Presently, we’re working on a solution that involves two scripts, maketree and verifytree. maketree uses a tool called tree, which you saw in the previous section, and creates an XML document that shows the structure and contents of our AIPs. With tree, we’re also able to show the date each file was last modified and its size. Then, verifytree uses xpath statements and xmlstarlet to run the XML document through a series of tests about the structure and contents of an AIP. If there are any discrepancies, verifytree spits them out into the terminal window. These processes are just the beginning though, as we’ll want to implement other forms of validation testing as well.
Still to come
One thing we want to be sure to test, as I mentioned earlier, is the file itself. We want to ensure that each of our access, service, and preservation master files adhere to a standard. Some of the AIPs we’ll be looking at are from 3 or 4 years ago, when we didn’t have the same workflow or internal standards that we do now. Our current thought is to use MediaInfo as a way of testing that a file adheres to specified requirements. We use MediaInfo to create metadata about files at their time of creation, and the output of that is an XML file. Similar to verifytree, we’d use Xpath statements again to test against a set of rules about the encoding of the file.

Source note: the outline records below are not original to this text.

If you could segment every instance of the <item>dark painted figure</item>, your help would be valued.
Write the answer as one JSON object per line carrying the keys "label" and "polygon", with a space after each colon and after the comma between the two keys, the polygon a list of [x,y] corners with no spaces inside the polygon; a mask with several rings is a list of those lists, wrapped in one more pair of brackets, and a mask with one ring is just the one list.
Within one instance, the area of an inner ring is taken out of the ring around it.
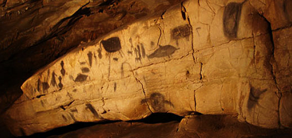
{"label": "dark painted figure", "polygon": [[142,100],[141,104],[145,104],[146,103],[146,101],[150,104],[150,105],[151,105],[151,107],[153,108],[155,111],[166,111],[164,106],[165,104],[168,104],[170,106],[174,106],[173,104],[170,102],[165,100],[164,96],[159,93],[153,93],[151,94],[150,97],[147,98],[146,100]]}
{"label": "dark painted figure", "polygon": [[52,85],[53,86],[55,86],[57,85],[57,82],[56,81],[56,77],[55,76],[56,74],[55,73],[54,71],[53,71],[51,73],[51,80],[50,81],[50,85]]}
{"label": "dark painted figure", "polygon": [[88,76],[85,74],[78,74],[74,81],[75,82],[83,82],[86,80],[87,77]]}
{"label": "dark painted figure", "polygon": [[178,40],[186,38],[189,41],[189,36],[191,34],[191,28],[189,25],[179,26],[171,30],[171,38],[176,40],[176,44],[178,45]]}
{"label": "dark painted figure", "polygon": [[61,74],[64,76],[65,75],[65,73],[66,73],[66,70],[64,69],[64,62],[62,61],[60,65],[61,65],[61,67],[62,67],[62,69],[61,69]]}
{"label": "dark painted figure", "polygon": [[238,26],[242,12],[242,3],[230,2],[223,13],[223,31],[229,38],[237,37]]}
{"label": "dark painted figure", "polygon": [[175,51],[179,49],[179,48],[176,48],[175,47],[170,45],[167,45],[165,46],[159,46],[159,48],[155,50],[154,52],[149,55],[147,55],[147,57],[149,59],[154,58],[162,58],[164,57],[168,56],[170,57]]}
{"label": "dark painted figure", "polygon": [[45,91],[47,91],[49,88],[49,85],[47,82],[43,82],[42,83],[42,85],[43,86],[43,92],[45,92]]}
{"label": "dark painted figure", "polygon": [[81,68],[81,71],[82,71],[82,73],[88,73],[89,72],[90,70],[89,70],[88,68],[84,67]]}
{"label": "dark painted figure", "polygon": [[59,84],[58,84],[58,86],[61,88],[63,88],[63,84],[62,84],[62,77],[61,76],[59,76],[58,79],[59,79]]}
{"label": "dark painted figure", "polygon": [[120,38],[118,37],[109,38],[101,41],[103,48],[107,52],[115,52],[122,48]]}
{"label": "dark painted figure", "polygon": [[91,51],[89,51],[88,53],[87,53],[87,56],[88,57],[88,60],[89,61],[89,65],[90,67],[92,65],[92,53]]}
{"label": "dark painted figure", "polygon": [[90,104],[85,104],[86,105],[86,109],[89,109],[89,110],[94,114],[95,117],[97,119],[102,119],[102,117],[99,116],[97,110],[95,109],[95,108],[92,106],[92,105]]}
{"label": "dark painted figure", "polygon": [[266,92],[267,90],[267,89],[261,90],[250,86],[248,101],[247,101],[247,108],[250,110],[258,104],[257,102],[260,96]]}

Another idea we’ve been considering is putting all of this metadata into a METS document and using something like METS Schematron to validate the contents and structure of the package. My mentor, Dave Rice, has been working on this aspect. What Dave has done thus far is take the output of the tree.xml file and the output of MediaInfo for master, service, and access copies, into a METS file. The process can be seen in makemets, on GitHub. This script isn’t completed yet, but is the beginnings of a way to represent the structure and contents of a package using METS. One issue that we’re having is implementing Premis events, in particular for files that do not have a corresponding MediaInfo file.
Finally, another aspect of this workflow to consider is how to log which packages do not validate, and automate a way to make sure they are reprocessed to the present AIP standard if needed. If we want to validate 1,000 packages at a time, or even 10 times that, ideally we wouldn’t just want all of that information to output into the terminal window. Some possible solutions would be to set up a system where if a package fails a test, we would log why it failed somewhere, and automatically move it to a place where it could be reprocessed OR reprocess it immediately once we know it failed.
Concluding thoughts
You may have noticed that there’s a lot of questions posed in this document. That’s because we’re genuinely curious how other organizations are looking at or handling these same problems, if at all. I really encourage discussion in the comments, on twitter, or feel free to email me at dinah [at] cuny.tv. There’s no AIP-shaming, and this is a safe-AIP-space. Thanks for reading, and I hope you’ll be in touch!
==========================
*Dave
[1] I grabbed this concept of an “active AIP” from page 8 the OAIS-YES docs, written at the AMIA/DLF Hack Day in November.